Friday 27 December 2013

Movie Review: Three Little Words (1950)

A biography of the Bert Kalmar - Harry Ruby songwriting team, Three Little Words is an infectiously bubbly celebration of musical creativity and friendship.

It's the early 1900s, and Bert Kalmar (Fred Astaire) forms a successful vaudeville dance partnership with Jessie Brown (Vera-Ellen). Kalmar is full of show business ideas and ambition, and wants to also prove himself as a magician. Harry Ruby (Red Skelton) is a piano plugger, wannabe baseball player, and struggling to get his music writing noticed. The two have a disastrous first encounter, with Harry inadvertently wrecking Bert's magic show.

A backstage accident injures Bert's knee, forcing him to temporarily retire from dancing. Another fortuitous meeting with Harry results in their writing a hit song, Bert providing the lyrics to Harry's music. A series of hit songs follow, and the partnership grows to include stage shows and movie soundtracks. The men also develop a deep friendship, Harry helping Bert and Jessie to reconnect and get married, while Bert and Jessie together save Harry from a series of disastrous relationships before he finally settles down with screen star Eileen Percy (Arlene Dahl). But every friendship has its rough spots, and Bert and Harry have disagreements that seriously threaten their partnership.

A perfectly constructed film, Three Little Words is one of the more underrated classic musicals. Finding an impeccable balance between dancing, singing, comedy and story, the movie just simply works as a seamless whole. Within the packed 100 minute running length, director Richard Thorpe gives each element of the film its proper due, and the result is an experience with just the right ingredients mixed in just the appropriate amounts.

Astaire and Vera-Ellen are a formidable dance team. She is full of balletic energy and fluid leggy seductiveness as she partners Astaire in the classic Where Did You Get That Girl? and the much more modern and thoroughly delightful Mr. and Mrs. Hoofer At Home. She then goes it alone with Come On, Papa before they team up again the the beautifully dreamy Thinking Of You.

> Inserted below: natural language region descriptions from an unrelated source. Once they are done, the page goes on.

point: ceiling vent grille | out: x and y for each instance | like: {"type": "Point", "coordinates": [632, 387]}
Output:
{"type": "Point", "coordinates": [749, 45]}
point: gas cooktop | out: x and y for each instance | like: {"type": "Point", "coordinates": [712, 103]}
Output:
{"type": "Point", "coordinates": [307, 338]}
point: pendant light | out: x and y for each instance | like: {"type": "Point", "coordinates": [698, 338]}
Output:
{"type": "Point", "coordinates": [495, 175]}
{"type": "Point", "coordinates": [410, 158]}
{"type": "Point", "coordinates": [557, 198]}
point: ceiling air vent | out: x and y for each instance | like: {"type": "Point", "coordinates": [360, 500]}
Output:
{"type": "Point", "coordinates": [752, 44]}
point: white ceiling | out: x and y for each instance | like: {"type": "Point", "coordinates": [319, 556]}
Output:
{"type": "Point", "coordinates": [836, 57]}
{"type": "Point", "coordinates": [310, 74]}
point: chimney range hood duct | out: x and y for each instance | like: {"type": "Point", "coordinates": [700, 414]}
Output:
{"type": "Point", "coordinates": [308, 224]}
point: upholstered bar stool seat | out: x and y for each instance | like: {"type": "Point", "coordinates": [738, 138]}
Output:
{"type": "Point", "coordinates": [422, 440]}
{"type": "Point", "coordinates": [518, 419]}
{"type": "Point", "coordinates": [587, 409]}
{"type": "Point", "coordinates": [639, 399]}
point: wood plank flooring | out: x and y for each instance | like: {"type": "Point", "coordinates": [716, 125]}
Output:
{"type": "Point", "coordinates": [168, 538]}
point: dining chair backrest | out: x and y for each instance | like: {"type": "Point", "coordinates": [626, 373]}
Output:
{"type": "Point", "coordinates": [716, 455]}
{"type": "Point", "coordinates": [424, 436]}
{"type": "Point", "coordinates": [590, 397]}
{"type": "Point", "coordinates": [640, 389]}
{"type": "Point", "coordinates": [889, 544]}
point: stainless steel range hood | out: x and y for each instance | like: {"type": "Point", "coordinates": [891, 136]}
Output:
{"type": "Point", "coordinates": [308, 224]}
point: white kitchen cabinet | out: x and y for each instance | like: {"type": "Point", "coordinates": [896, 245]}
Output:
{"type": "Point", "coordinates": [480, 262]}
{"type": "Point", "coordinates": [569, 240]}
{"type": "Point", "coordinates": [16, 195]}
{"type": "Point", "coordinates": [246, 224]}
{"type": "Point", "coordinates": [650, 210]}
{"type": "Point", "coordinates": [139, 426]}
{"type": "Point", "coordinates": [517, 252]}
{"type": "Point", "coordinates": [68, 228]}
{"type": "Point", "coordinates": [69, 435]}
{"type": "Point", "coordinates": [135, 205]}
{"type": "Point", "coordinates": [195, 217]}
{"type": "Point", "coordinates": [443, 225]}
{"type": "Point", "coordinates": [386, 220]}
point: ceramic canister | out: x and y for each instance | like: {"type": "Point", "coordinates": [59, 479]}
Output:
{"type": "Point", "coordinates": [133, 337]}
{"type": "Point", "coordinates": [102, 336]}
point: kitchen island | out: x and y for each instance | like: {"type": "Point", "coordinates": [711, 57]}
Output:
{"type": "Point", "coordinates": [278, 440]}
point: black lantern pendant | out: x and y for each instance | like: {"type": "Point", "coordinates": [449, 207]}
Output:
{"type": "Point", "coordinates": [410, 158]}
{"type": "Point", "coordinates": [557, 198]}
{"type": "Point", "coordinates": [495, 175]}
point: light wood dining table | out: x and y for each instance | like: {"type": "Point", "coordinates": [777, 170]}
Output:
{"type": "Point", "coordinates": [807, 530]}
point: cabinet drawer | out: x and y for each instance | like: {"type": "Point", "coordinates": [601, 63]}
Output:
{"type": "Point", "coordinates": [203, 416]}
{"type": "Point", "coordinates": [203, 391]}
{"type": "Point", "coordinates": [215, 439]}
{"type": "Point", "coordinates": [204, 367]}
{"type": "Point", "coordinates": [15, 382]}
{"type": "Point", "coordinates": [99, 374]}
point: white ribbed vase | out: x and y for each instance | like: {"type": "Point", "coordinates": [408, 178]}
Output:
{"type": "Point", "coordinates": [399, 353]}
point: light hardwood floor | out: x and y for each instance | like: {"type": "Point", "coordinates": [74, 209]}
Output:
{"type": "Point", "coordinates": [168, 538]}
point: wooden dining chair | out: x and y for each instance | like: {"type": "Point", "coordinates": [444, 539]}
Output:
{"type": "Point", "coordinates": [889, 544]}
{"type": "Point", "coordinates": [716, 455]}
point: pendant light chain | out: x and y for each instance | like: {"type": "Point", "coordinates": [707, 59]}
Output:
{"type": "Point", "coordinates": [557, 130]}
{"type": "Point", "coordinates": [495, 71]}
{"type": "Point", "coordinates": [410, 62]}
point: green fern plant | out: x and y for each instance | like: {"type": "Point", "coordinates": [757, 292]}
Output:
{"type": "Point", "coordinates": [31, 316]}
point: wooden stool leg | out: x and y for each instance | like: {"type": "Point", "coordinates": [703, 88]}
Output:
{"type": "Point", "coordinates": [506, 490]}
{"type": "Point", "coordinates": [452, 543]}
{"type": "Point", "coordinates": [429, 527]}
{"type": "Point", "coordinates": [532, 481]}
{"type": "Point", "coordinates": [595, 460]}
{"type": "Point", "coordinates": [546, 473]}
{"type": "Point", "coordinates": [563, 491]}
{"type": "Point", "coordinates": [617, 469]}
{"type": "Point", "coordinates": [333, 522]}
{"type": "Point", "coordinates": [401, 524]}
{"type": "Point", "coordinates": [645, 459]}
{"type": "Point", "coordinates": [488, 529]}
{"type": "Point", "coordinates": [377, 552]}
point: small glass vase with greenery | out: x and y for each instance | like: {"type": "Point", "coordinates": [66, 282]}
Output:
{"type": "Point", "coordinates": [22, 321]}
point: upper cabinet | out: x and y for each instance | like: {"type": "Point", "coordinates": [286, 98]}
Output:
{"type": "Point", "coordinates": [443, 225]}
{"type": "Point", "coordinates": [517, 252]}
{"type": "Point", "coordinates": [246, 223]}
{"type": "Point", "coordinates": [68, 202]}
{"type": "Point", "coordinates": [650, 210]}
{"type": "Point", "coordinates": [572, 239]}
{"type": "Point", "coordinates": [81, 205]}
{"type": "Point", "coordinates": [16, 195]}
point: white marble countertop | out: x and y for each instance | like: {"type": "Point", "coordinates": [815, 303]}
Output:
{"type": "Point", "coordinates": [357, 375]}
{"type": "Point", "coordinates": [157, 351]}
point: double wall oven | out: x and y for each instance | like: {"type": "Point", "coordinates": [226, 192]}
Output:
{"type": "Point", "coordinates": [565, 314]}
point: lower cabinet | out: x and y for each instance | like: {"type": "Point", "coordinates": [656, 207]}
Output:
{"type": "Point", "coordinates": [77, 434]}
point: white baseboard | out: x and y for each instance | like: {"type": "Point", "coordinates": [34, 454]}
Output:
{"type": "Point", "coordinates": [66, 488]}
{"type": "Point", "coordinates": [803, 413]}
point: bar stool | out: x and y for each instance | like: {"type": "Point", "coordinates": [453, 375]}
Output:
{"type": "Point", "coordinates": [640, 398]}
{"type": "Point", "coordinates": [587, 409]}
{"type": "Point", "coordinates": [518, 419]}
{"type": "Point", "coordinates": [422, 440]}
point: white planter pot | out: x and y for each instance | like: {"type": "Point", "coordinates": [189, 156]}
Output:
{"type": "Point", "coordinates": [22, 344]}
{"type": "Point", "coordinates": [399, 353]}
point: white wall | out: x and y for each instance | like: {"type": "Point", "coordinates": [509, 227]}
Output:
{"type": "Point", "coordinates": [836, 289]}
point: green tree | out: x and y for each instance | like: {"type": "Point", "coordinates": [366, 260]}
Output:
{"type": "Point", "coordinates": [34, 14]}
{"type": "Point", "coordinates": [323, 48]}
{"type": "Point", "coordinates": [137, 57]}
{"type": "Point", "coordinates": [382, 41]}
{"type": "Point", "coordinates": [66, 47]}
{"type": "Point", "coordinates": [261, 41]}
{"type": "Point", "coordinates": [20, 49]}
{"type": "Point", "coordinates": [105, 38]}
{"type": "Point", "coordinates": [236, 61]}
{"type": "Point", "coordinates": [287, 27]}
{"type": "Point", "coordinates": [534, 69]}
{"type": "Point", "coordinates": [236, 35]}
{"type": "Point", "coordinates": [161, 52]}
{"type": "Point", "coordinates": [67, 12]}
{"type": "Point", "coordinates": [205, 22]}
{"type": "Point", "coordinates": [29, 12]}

The songs are just as good, and Three Little Words explores that always mystical and sometime frustrating process of creating a successful song. Sometimes every word is a struggle, while at other times inspiration just descends in the middle of the night. My Sunny TennesseeSo Long, OO-LongWho's Sorry Now? (sung by Gloria DeHaven), Nevertheless (I'm in Love with You), and I Wanna Be Loved by You (featuring one of Debbie Reynolds' earliest performances as the boop-boop-a-doop girl Helen Kane) are all featured. And the film's running joke is Bert's long-term inability to find lyrics to a simple Harry tune, which finally ends up being Three Little Words.

The George Wells screenplay effortlessly weaves the song and dance numbers into the story, and keeps them short and sharp. The result is that rare movie in which the music only enhances the narrative, without unnecessarily interrupting or delaying it. At its heart Three Little Words never forgets that this is a story about a friendship and a partnership between two real people, and the relationship is portrayed with all the magic moments and troubled patches that emerge when two men work closely together over the decades.

The presence of Skelton adds a natural dose of comedy, Harry portrayed as a well-meaning, positive personality, but susceptible to getting himself into trouble. Astaire gets to dance, sing and act in one his most well-rounded performances, while Keenan Wynn provides his reliable support as Bert's agent Charlie Kope.

Greatness arrives in modest packages. The words may be little, but the success is large.